Differentiating Between Mixed Neuroendocrine Non-Neuroendocrine Neoplasms (MiNEN) and Other Subtypes of NEN using Fibroblast Activation Protein Inhibitor (FAPI)-Directed PET

Introduction: Fibroblast activation protein (FAP) is overexpressed in highly aggressive gastroenteropancreatic neuroendocrine neoplasms (NEN). We aimed to elucidate the diagnostic performance of non-invasive FAP inhibitor-directed PET using [⁶⁸Ga]FAPI when compared to the reference radiotracer [¹⁸F]FDG in patients with subtypes of poorly differentiated NEN.

Methods: 16 patients with metastasized, high grade NEN [neuroendocrine tumor (NET) G2/G3, n=7; neuroendocrine carcinoma (NEC), n=4, and mixed neuroendocrine non-neuroendocrine neoplasms (MiNEN), n=5] underwent [⁶⁸Ga]FAPI and [¹⁸F]FDG PET/CT without treatment between scans. We compared FAPI-based tumor volume (TV) in patients affected with MiNEN to all other subtypes of NEN and identified patients eligible for a FAP-directed endoradiotherapy (ERT).

Results: [⁶⁸Ga]FAPI visualized tumor lesions in 16/16 subjects (100%), which was comparable to [¹⁸F]FDG (15/16, 93.8%). On a lesion-basis, none of the radiotracers detected significantly more lesions ([¹⁸F]FDG, 9.5±5.3 vs. [⁶⁸Ga]FAPI, 7.3±3.5, P=0.2). MiNEN patients demonstrated significantly higher FAPI-TV (119.9±57.4) when compared to all other subtypes of NEN (33.4±31.6, P=0.001). Based on a visual assessment including intensity of uptake and widespread disease, MiNEN patients (5/5, 100%) were considered eligible for FAPI-directed ERT (all other types, 4/11 (36.4%)).

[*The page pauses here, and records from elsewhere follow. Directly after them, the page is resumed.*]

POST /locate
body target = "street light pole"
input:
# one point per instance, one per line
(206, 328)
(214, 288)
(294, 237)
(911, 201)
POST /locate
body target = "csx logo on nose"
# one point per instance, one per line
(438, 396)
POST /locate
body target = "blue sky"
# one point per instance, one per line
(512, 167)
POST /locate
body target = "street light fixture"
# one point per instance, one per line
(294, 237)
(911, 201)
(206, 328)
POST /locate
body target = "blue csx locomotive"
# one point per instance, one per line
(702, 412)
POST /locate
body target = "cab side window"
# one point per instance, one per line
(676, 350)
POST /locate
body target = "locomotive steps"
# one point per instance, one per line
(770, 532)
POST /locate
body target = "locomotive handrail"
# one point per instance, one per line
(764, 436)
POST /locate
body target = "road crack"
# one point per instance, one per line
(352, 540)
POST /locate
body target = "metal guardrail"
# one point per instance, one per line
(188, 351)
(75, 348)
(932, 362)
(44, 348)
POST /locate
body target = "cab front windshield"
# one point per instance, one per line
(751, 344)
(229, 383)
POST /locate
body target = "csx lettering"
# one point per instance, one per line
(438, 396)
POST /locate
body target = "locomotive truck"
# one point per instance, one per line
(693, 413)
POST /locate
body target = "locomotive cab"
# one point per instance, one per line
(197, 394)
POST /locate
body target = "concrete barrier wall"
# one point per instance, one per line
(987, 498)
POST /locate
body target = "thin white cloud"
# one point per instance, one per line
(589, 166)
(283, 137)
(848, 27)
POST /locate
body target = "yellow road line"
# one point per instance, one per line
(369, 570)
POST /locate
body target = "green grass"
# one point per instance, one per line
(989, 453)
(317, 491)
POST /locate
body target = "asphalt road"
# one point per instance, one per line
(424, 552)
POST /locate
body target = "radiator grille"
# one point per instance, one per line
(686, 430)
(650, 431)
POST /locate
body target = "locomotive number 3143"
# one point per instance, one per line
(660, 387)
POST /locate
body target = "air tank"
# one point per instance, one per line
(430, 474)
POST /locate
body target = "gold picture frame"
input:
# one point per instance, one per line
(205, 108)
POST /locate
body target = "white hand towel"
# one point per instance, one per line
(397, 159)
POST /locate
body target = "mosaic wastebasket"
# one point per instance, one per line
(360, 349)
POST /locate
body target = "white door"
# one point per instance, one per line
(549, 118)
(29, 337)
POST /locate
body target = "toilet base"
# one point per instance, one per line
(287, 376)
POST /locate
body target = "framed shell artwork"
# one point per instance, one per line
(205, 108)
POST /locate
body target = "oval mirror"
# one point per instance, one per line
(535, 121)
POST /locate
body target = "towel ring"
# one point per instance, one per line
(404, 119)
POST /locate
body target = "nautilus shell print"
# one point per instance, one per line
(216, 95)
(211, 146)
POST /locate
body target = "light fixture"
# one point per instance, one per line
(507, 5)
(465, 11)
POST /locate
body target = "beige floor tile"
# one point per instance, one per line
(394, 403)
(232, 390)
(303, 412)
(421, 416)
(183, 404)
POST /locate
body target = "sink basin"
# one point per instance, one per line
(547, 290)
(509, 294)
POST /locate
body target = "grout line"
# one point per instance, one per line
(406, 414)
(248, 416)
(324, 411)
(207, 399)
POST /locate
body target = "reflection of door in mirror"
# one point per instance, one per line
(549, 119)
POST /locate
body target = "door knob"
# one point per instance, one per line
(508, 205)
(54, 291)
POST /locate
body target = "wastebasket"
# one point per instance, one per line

Conclusions: In aggressive NEN, diagnostic accuracy of [⁶⁸Ga]FAPI-PET/CT is not inferior when compared to [¹⁸F]FDG and may allow to differentiate between patients with MiNEN and other poorly differentiated NEN subtypes. In addition, FAPI-directed ERT may be feasible in patients with MiNEN.